What cements Fitbit’s status an excellent activity tracker is its latest feature: Sleep Stages, a feature that is rolled out first on the Alta HR. It estimates your sleep stages and gives you a breakdown of how long you were resting in each stage. It has to be said that short of testing it in an actual sleep laboratory, it would have been rather tricky to see if the Alta HR is up to scratch in this regard. But what we can see is that the level of quality sleep reported corroborated to our own perceived ‘freshness’ for the day. It can help you remind you to target building healthy sleeping habits and gives you the data to validate your decision.


At least, on a level we can relate to, we know and we’ve seen that the Alta HR is consistent with its step count and sleep tracking. Fitness Trackers aren’t intended to be medical devices, so precision is not of utmost priority. However, consistency is – and the Alta HR can be relied on in that regard. The numbers were more or less in the ballpark when measuring regular routine activities – which is what we want. The lack of stairs tracking is a slight disappointment, however.

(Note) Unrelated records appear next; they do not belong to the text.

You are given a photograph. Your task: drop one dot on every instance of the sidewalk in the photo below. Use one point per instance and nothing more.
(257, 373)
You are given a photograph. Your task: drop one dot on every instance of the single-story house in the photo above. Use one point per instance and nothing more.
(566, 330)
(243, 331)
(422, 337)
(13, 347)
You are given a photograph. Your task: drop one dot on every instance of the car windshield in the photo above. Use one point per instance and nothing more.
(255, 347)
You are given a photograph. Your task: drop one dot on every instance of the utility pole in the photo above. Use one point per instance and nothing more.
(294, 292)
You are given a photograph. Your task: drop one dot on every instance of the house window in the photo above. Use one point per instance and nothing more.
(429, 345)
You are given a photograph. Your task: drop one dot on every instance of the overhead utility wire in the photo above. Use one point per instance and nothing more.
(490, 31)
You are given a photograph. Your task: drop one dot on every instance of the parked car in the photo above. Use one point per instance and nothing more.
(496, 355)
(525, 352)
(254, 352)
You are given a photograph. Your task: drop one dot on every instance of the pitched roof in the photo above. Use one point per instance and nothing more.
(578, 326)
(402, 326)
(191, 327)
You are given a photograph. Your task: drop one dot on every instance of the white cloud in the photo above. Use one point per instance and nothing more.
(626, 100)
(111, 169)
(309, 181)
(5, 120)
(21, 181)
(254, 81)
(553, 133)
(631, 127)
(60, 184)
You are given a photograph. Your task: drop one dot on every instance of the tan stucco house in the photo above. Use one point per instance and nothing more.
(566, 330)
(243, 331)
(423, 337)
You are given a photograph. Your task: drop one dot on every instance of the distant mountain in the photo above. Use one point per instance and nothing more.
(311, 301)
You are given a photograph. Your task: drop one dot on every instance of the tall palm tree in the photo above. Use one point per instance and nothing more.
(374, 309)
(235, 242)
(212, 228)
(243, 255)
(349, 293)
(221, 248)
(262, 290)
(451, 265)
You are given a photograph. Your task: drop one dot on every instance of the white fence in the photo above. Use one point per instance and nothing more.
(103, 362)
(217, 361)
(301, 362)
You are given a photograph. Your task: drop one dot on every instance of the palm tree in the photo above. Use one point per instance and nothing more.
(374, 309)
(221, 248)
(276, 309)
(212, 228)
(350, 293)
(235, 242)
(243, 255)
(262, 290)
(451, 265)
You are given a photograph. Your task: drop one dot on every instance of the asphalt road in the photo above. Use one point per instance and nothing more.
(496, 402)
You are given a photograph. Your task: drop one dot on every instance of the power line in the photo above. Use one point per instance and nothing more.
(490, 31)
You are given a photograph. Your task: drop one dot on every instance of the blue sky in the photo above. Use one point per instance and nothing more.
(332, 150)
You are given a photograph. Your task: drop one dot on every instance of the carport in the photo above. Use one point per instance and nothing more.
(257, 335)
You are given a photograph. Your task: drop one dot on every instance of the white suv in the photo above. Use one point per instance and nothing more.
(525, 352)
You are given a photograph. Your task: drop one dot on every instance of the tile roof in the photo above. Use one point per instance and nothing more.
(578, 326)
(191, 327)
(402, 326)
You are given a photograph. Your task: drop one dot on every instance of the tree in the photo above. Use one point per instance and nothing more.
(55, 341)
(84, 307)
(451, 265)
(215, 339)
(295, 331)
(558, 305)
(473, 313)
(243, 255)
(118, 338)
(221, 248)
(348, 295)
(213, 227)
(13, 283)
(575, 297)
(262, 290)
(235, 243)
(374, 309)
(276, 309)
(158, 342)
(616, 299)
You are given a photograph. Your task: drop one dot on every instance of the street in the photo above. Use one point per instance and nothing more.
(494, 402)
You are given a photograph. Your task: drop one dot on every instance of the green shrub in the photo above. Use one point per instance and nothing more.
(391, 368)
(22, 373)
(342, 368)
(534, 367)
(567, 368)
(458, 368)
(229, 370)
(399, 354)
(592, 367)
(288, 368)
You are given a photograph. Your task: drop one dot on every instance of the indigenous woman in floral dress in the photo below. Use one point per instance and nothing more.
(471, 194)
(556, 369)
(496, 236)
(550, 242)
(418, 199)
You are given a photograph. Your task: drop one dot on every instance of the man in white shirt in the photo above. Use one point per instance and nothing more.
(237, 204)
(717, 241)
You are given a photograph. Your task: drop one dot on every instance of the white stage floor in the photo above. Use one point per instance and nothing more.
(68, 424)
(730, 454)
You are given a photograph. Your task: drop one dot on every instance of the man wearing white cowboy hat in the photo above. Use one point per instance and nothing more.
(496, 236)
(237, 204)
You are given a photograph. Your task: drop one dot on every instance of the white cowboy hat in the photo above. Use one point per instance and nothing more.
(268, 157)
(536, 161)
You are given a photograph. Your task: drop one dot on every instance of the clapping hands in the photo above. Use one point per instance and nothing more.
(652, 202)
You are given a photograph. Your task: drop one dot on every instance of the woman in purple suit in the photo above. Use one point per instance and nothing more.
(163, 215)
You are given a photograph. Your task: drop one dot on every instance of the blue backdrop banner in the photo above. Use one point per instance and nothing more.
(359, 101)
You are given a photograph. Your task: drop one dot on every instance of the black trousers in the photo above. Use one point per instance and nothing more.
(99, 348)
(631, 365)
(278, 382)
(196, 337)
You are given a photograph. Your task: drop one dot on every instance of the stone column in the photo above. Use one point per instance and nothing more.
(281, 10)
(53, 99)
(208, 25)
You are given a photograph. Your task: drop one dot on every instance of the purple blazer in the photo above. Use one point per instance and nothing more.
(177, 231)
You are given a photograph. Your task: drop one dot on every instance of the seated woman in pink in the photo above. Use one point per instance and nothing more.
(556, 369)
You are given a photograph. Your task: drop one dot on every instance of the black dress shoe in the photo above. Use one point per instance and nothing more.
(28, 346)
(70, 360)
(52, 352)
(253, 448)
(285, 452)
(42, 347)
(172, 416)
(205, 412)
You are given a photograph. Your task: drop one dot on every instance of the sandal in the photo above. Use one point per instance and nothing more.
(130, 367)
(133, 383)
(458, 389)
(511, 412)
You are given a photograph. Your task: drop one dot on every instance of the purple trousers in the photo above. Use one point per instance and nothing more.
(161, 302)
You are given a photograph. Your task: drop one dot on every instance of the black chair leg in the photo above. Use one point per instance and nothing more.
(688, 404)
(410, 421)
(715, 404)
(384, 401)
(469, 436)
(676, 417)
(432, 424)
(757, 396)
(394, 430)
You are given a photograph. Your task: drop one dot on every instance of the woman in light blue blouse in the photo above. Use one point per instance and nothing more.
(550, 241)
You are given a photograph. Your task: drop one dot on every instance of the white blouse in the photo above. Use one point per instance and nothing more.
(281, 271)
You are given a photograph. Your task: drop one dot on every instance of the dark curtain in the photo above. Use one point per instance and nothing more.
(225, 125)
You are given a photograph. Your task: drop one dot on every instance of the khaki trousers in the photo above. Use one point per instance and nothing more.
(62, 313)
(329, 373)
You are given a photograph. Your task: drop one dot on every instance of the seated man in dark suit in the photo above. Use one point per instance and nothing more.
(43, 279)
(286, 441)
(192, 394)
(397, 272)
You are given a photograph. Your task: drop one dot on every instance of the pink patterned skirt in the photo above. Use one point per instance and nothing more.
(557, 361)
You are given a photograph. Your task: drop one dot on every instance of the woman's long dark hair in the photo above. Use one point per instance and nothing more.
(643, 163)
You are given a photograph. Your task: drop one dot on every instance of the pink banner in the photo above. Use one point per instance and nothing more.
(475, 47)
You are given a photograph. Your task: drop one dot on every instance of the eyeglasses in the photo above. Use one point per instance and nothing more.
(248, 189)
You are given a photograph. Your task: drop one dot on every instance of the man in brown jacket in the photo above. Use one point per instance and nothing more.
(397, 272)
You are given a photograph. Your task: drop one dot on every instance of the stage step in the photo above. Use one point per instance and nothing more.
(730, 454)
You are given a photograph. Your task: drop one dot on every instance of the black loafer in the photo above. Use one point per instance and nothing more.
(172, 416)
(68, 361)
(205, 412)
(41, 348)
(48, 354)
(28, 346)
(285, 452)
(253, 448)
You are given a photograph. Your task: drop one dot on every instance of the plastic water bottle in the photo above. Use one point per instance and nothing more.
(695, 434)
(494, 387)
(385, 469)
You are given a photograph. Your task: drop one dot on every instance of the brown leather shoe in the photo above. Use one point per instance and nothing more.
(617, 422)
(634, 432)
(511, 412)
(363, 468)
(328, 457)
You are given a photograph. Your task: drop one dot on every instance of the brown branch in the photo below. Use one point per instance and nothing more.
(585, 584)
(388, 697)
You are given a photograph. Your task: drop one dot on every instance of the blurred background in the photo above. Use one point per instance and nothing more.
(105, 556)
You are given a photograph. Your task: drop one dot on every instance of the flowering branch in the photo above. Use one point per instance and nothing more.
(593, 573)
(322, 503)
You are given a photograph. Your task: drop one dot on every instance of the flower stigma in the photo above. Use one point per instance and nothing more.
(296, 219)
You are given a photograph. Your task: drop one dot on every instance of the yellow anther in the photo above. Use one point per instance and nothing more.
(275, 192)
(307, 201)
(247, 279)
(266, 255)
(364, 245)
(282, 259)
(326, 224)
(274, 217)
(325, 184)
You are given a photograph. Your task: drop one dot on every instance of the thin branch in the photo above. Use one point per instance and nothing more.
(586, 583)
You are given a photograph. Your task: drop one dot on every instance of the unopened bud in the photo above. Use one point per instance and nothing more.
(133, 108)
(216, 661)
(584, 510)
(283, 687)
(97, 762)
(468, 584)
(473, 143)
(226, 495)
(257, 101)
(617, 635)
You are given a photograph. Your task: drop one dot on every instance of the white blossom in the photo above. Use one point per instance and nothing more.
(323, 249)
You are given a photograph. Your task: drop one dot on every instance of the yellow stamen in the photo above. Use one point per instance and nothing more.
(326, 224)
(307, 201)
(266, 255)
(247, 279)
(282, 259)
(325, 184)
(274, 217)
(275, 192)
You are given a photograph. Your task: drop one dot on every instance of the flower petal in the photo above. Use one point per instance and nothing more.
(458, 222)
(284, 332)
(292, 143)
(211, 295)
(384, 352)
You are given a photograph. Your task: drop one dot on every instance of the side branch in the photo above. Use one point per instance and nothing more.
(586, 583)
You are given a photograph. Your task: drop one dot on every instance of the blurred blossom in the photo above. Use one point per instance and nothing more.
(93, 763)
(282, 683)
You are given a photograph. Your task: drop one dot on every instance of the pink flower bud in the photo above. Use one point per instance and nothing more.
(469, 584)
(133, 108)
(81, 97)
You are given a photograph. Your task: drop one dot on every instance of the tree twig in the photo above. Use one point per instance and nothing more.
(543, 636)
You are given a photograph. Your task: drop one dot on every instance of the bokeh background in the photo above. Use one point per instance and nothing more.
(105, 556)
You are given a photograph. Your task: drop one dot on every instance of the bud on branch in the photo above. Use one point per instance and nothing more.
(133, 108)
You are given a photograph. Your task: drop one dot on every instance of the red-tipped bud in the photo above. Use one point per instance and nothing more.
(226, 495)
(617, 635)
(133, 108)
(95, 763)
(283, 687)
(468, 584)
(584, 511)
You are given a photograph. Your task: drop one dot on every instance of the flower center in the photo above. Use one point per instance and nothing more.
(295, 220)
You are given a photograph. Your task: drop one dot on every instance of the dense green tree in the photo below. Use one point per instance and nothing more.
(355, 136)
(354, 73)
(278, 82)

There’s one area in particular where the Alta HR is extremely helpful: it gives you constant reminders throughout the day to help you reach your activity goal. In that respect, it’s helping you to adapt to a consistently active lifestyle throughout the day. So if you’re looking to be more active without having to resort to squeezing in a run at night, a tracker may help you to get a good sense of how often you should be moving, and how much you should be moving to be healthy. The software on the app is polished and arguably justifies the asking price.


If you are an active person who already follows a routine religiously and is looking to measure the effectiveness of your various workouts, the Fitbit Alta HR is not for you. If you are looking to live healthier and are game to find out how much more you can get out of doing just a little bit more each day, then it is a great candidate for the job.